Pulmonology Coding Alert

SNF Patients Seen in the Office:

Separate the Technical and Professional Components

Pulmonary physicians who see skilled nursing facility (SNF) residents in the office face tricky coding and billing scenarios. Because the Balanced Budget Act of 1997 requires SNFs to "consolidate" their billing for Medicare Part A-stay residents, all but a few services are excluded from the prospective payment system (PPS). Physicians who bill Medicare for services that are part of the all-inclusive PPS rate could be setting themselves up for payment recoupments and potential fraud and abuse investigations.
 
The first step in consolidated billing is to develop a "tickler system" or other mechanism to identify Part A SNF-stay patients seen in the office. "Many SNFs send a form or notice to the physician's office with the Part A-stay patient instructing the physician's office to bill the SNF for services subject to consolidated billing," says Rusti Bauman, RN, a nursing and reimbursement consultant with FD&R Healthcare Consulting in Deerfield, Ill.   

Consolidated Billing Scenario

The following example illustrates how to code for an SNF patient seen in the pulmonologist's office:
 
A 68-year-old Medicare beneficiary who has been followed by the pulmonologist for emphysema (492.8) presents to the office for evaluation of increasing episodes of wheezing. The pulmonologist is aware that the patient is receiving a short course of inpatient Part A skilled nursing facility care following a three-day hospitalization for uncontrolled diabetes mellitus (250.03) and influenza with pneumonia (487.0).
 
The doctor orders his office staff to perform a chestx-ray and a finger stick to obtain a white blood cell count, both of which are read as normal. He performs a focused exam, noting obvious wheezing upon chest auscultation. The pulmonologist asks the nurse to administer a nebulizer treatment for acute airway obstruction (94640). The patient's color improves following the treatment.
 
The pulmonologist calls the SNF geriatrician to provide an update on the patient's worsening asthma and suggests nebulizer treatments be provided in the SNF for wheezing episodes. The pulmonary physician bills the SNF for the following services:

 
  • The technical component of the x-ray (71010-71035) if he or she owned the equipment
     
  • The lab test if he or she analyzed the specimen, with modifier -TC (Technical component) appended to the appropriate code 
     
  • The nebulizer treatment (94640), which is considered respiratory therapy and covered by the SNF PPS. No modifier is needed.
     
    The pulmonologist bills the E/M services for the office visit to the carrier using 99213 (Established patient with two of three key components and low to moderate severity of presenting problem with 15 minutes typically spent face-to-face with the patient). The ICD-9 code for the visit is obstructive bronchitis, acute exacerbation (491.21).
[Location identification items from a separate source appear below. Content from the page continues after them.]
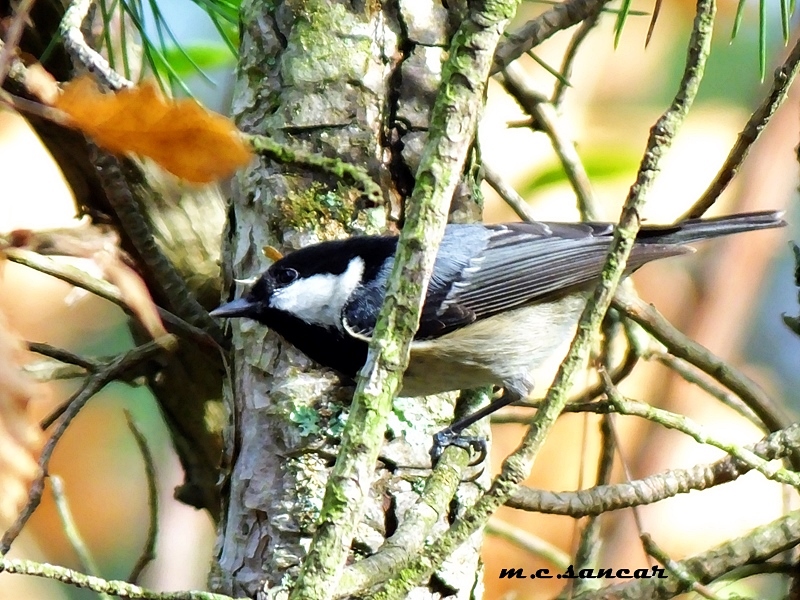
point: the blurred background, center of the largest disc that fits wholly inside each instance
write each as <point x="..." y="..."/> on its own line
<point x="729" y="296"/>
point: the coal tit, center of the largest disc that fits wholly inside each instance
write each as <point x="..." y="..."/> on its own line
<point x="501" y="299"/>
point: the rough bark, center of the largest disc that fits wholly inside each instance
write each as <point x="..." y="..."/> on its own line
<point x="356" y="82"/>
<point x="172" y="233"/>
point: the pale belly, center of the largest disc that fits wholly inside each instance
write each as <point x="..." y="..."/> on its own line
<point x="499" y="350"/>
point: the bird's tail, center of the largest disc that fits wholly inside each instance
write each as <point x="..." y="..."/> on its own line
<point x="695" y="230"/>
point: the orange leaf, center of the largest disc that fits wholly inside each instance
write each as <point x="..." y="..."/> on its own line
<point x="180" y="135"/>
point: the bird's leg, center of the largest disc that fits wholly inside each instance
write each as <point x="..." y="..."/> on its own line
<point x="453" y="435"/>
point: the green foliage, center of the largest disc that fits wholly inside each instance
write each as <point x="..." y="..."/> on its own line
<point x="786" y="7"/>
<point x="605" y="162"/>
<point x="165" y="57"/>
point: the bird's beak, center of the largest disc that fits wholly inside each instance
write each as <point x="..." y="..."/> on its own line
<point x="241" y="307"/>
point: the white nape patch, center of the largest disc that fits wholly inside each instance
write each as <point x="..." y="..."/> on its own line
<point x="320" y="299"/>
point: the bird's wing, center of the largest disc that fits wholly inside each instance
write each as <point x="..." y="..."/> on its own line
<point x="523" y="263"/>
<point x="483" y="270"/>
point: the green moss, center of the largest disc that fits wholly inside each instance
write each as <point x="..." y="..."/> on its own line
<point x="318" y="209"/>
<point x="329" y="213"/>
<point x="324" y="45"/>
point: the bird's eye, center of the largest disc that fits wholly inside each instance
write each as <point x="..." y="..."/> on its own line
<point x="285" y="276"/>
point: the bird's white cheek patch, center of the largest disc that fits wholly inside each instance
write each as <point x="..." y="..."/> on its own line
<point x="320" y="299"/>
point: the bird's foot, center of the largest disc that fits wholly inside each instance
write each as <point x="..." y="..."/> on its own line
<point x="476" y="446"/>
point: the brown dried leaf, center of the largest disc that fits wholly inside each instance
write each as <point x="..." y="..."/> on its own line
<point x="40" y="83"/>
<point x="20" y="435"/>
<point x="101" y="245"/>
<point x="133" y="290"/>
<point x="180" y="135"/>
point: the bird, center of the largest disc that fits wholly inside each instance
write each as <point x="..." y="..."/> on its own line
<point x="501" y="299"/>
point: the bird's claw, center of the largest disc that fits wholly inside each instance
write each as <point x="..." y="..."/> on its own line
<point x="475" y="446"/>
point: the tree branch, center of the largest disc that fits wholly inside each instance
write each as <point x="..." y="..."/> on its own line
<point x="517" y="466"/>
<point x="453" y="125"/>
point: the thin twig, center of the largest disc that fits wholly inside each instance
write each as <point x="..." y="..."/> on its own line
<point x="149" y="550"/>
<point x="90" y="387"/>
<point x="121" y="589"/>
<point x="589" y="23"/>
<point x="528" y="542"/>
<point x="756" y="546"/>
<point x="13" y="35"/>
<point x="516" y="467"/>
<point x="693" y="375"/>
<point x="534" y="32"/>
<point x="52" y="370"/>
<point x="102" y="288"/>
<point x="508" y="193"/>
<point x="85" y="557"/>
<point x="678" y="344"/>
<point x="77" y="47"/>
<point x="64" y="356"/>
<point x="653" y="488"/>
<point x="685" y="425"/>
<point x="545" y="117"/>
<point x="781" y="82"/>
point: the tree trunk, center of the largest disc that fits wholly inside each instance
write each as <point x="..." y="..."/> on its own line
<point x="355" y="82"/>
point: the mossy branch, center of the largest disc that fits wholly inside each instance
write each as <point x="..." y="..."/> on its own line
<point x="517" y="466"/>
<point x="122" y="589"/>
<point x="453" y="126"/>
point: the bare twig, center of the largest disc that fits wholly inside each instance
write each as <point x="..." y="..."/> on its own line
<point x="102" y="288"/>
<point x="121" y="589"/>
<point x="13" y="35"/>
<point x="589" y="23"/>
<point x="508" y="193"/>
<point x="85" y="557"/>
<point x="82" y="52"/>
<point x="757" y="546"/>
<point x="693" y="375"/>
<point x="528" y="542"/>
<point x="781" y="82"/>
<point x="534" y="32"/>
<point x="90" y="387"/>
<point x="685" y="425"/>
<point x="653" y="488"/>
<point x="545" y="117"/>
<point x="149" y="550"/>
<point x="687" y="349"/>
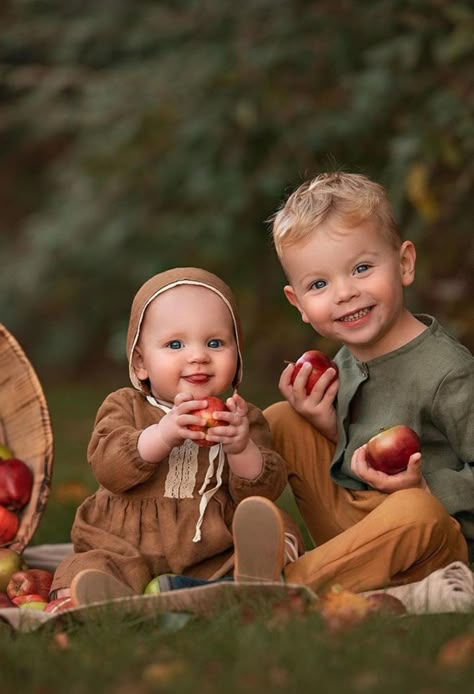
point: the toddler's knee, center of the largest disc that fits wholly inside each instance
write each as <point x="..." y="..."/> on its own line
<point x="419" y="506"/>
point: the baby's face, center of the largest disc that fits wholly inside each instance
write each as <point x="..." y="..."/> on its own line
<point x="187" y="344"/>
<point x="348" y="284"/>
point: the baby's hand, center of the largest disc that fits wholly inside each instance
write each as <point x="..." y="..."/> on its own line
<point x="412" y="477"/>
<point x="317" y="407"/>
<point x="157" y="440"/>
<point x="234" y="435"/>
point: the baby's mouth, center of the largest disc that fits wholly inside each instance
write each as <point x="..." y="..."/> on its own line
<point x="197" y="378"/>
<point x="350" y="317"/>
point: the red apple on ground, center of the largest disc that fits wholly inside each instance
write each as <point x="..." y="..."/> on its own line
<point x="207" y="413"/>
<point x="5" y="452"/>
<point x="8" y="525"/>
<point x="389" y="451"/>
<point x="32" y="601"/>
<point x="320" y="363"/>
<point x="16" y="482"/>
<point x="153" y="587"/>
<point x="59" y="604"/>
<point x="30" y="581"/>
<point x="10" y="562"/>
<point x="5" y="601"/>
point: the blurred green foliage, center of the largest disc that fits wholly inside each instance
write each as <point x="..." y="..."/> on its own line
<point x="139" y="136"/>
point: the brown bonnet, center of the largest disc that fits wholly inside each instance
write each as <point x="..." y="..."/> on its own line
<point x="167" y="280"/>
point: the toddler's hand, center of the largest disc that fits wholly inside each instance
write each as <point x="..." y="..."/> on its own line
<point x="317" y="407"/>
<point x="412" y="477"/>
<point x="234" y="435"/>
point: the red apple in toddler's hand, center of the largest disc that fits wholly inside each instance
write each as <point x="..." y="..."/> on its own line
<point x="10" y="562"/>
<point x="16" y="482"/>
<point x="390" y="450"/>
<point x="37" y="581"/>
<point x="320" y="363"/>
<point x="207" y="413"/>
<point x="8" y="525"/>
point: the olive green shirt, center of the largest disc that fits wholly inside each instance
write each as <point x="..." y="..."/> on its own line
<point x="428" y="384"/>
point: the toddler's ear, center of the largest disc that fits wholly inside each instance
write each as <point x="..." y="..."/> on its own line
<point x="407" y="262"/>
<point x="138" y="365"/>
<point x="293" y="299"/>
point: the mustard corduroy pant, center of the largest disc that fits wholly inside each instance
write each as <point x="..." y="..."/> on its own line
<point x="364" y="539"/>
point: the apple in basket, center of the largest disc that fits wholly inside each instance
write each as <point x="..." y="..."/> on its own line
<point x="30" y="581"/>
<point x="30" y="602"/>
<point x="209" y="421"/>
<point x="390" y="450"/>
<point x="16" y="482"/>
<point x="10" y="562"/>
<point x="8" y="525"/>
<point x="319" y="361"/>
<point x="5" y="601"/>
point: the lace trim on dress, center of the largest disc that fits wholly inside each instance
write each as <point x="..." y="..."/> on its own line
<point x="183" y="466"/>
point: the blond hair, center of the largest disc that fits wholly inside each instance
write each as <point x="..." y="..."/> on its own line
<point x="350" y="198"/>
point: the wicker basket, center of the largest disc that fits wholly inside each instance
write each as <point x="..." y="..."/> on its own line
<point x="25" y="427"/>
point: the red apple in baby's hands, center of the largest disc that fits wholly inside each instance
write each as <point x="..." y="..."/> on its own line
<point x="390" y="450"/>
<point x="207" y="413"/>
<point x="320" y="363"/>
<point x="37" y="581"/>
<point x="16" y="482"/>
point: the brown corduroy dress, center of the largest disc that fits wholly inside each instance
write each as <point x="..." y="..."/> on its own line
<point x="148" y="518"/>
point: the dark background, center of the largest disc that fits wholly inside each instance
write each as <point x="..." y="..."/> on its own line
<point x="139" y="136"/>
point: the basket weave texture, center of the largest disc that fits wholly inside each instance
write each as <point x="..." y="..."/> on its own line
<point x="25" y="427"/>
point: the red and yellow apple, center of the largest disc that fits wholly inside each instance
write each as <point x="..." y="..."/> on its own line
<point x="390" y="450"/>
<point x="28" y="581"/>
<point x="209" y="421"/>
<point x="5" y="452"/>
<point x="16" y="482"/>
<point x="59" y="605"/>
<point x="8" y="525"/>
<point x="319" y="361"/>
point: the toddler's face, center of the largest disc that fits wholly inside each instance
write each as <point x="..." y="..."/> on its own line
<point x="348" y="284"/>
<point x="187" y="344"/>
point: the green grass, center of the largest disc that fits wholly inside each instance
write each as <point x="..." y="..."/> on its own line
<point x="231" y="652"/>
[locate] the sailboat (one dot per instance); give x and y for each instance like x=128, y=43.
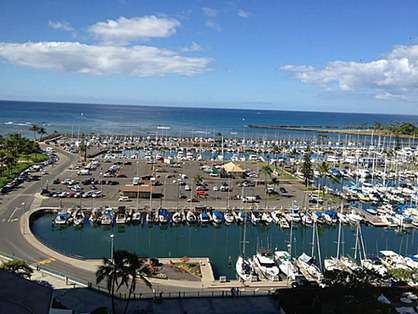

  • Sleep Studies, Function Tests and Bronchoscopy
     
     
    The technical component of sleep studies and pulmonary function testing is also included in the SNF PPS rate. "The pulmonologist can only bill the technical component for a sleep study if he or she owns the equipment and pays the salaries of those performing the test," says Deborah Grider, CPC, CPC-H, CCS-P, a coding specialist and president, Medical Professionals Inc. in Indianapolis. "The technical costs include facility costs, that is, the equipment, facility and people who work with that facility or practitioner and are hired to operate the equipment."
     
    Similarly, a pulmonologist bills the technical component of pulmonary function testing using 94010-TC (Spirometry, including graphic record, total and timed vital capacity, expiratory flow rate measurement[s], with or without maximal voluntary ventilation; technical component) to the SNF if the services are performed in the pulmonologist's pulmonary function lab, rather than a hospital or outside lab. The pulmonary physician also bills the carrier for interpretation of the spirometry using 94010-26, not arterial blood gas (ABG), because there is no charge for interpreting an ABG separately. 
     
    What about bronchoscopy? Consolidated billing excludes ambulatory surgical procedures that require use of an operating suite in an outpatient hospital setting. Therefore, a diagnostic bronchoscopy (31622) would be excluded from the SNF PPS  if it were performed in an outpatient hospital setting. "CMS also regards the use of an endoscopy suite as equivalent to the use of an operating room for purposes of this exclusion," Bauman says.

    E/M Services in SNFs

    Pulmonology physicians should be aware of what carriers view as "gang billing" or seeing multiple patients in an SNF on the same day. "While the physician can do this," Bauman says, "he or she must make sure to docu-ment the visit and write a progress note validating the level of E/M code billed. Same-day billing may be subject to an audit, so it's important for the physician to document the level of services performed."
     
    The frequency of visits to an SNF resident may also be a focus of medical review.
    Carriers are not supposed to impose limits on the frequency of visits to nursing-home residents. "The visits should be based on how stable the resident is and should be documented carefully," Bauman says.